Viele Gesellschaften sahen die gleichwertige Vergeltung nämlich als eine Art Gutmenschentum an. Dem anderen nur die Zähne ausschlagen? – Das galt vielen als zu soft, ja, als gefährlich. Als Aufforderung, dass der andere einem gleich wieder an die Zähne geht (wenn welche übrig waren). Kein Wunder ließ sich die neue Praxis nicht so einfach durchsetzen. Da mussten schwere Strafen für die Zuwiderhandlung angedroht und in Gesetztafeln eingemeißelt werden. In manchen Teilen der Erde hat sich das neue Gutmenschenprinzip bis heute nicht durchsetzen können, es gilt dort sozusagen als woke.

(Dem moralisch noch höherwertigen Folgemodell – statt auf die Zähne zu zielen lieber die andere Backe hinzuhalten – erging es noch schlimmer. Dieses von einem gewissen J. Christus wenige Jahrzehnte nach seiner Geburt entwickelte Modell wird bis heute kaum jemals in der freien Wildbahn praktiziert).

Was du mir antust – kriegst du hundertfach zurück!

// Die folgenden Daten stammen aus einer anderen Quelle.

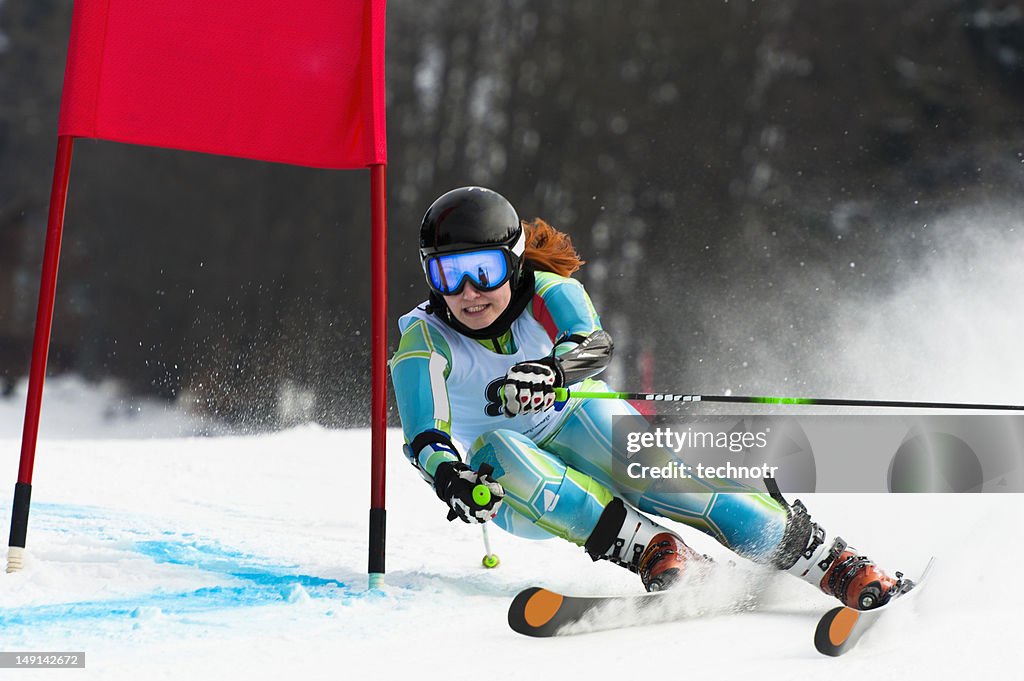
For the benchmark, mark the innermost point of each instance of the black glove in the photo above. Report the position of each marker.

Warum konnte sich die Auge-um-Auge-Formel so schlecht durchsetzen? Der Grund ist ein praktischer: Die Vorgängerversion von Bestrafung passte so viel besser zu den damaligen sozialen Gegebenheiten.

Ich rede vom eskalierenden Vergeltungsprinzip: Was du mir antust, bekommst du vielfach zurück! Und nicht nur du: auch deine Kinder. Und deine Kindeskinder. Und: wenn du mir … – dann hast du es gleich mit ALLEN von uns zu tun, mit meinen Brüdern, meinen Onkels, ja, meinem ganzen Clan. Also: Blutrache, Sippenhaftung, das ganze Programm.

Ein grausames Prinzip, bei dem wir zurecht die Hände über dem Kopf zusammenschlagen! Nur: auch dieses Vergeltungsprinzip hat aus kulturanthropologischer Sicht natürlich etwas für sich.

Um das zu verstehen, will ich mit euch kurz in mein Buch „Erziehung prägt Gesinnung“ hineinblättern, in dem ich mich mit genau dieser Frage auseinandersetze: Woher kommt diese grausame „Bestrafungsmoral“? Wie konnte sie sich so lange halten? Und wo wird sie praktiziert, und warum ausgerechnet dort? Ich stelle diese Frage in dem Buch natürlich vor allem mit Blick auf die Sozialisation der Kinder, die in diesen Kulturräumen aufwachsen. Die Frage ist aber auch generell top aktuell.

Die soziale Logik des eskalierenden Vergeltungsprinzips

Und die Antwort geht so, sie steht in dem nicht ohne Grund so genannten Abschnitt „Nahost und Afrika: der siebte Kreis der Hölle“:

„Ein kultureller Einfluss auf die [dortigen, d. A. ] Kindheitsmuster sollte hier nicht unerwähnt bleiben, weil er bis heute in vielen, auch modernen Gesellschaften nachwirkt – schließlich stammen nicht wenige der Einwanderer in den USA oder auch den westeuropäischen Ländern aus dem zu besprechenden kulturellen Kontext. Sie kommen aus Kulturen, deren ökonomische Basis über Generationen die Herdenhaltung war. Also eine Subsistenzform, die sich aus naheliegenden Gründen insbesondere in den für eine beständige agrarische Bewirtschaftung ungeeigneten Karst-, Gebirgs- und Halbwüstenlandschaften etabliert hat – etwa auf der arabischen Halbinsel, Nordafrika oder den asiatischen Steppenländern. Die damit einhergehende kulturelle Prägung wird von Kulturanthropologen mit dem Begriff »pastoralistisch« belegt (Pastoralismus = Naturweidewirtschaft), ihr Hauptkennzeichen sind patriarchale Clanstrukturen – die auch heute noch das Leben insbesondere im traditionellen Teil dieser Gesellschaften bestimmen.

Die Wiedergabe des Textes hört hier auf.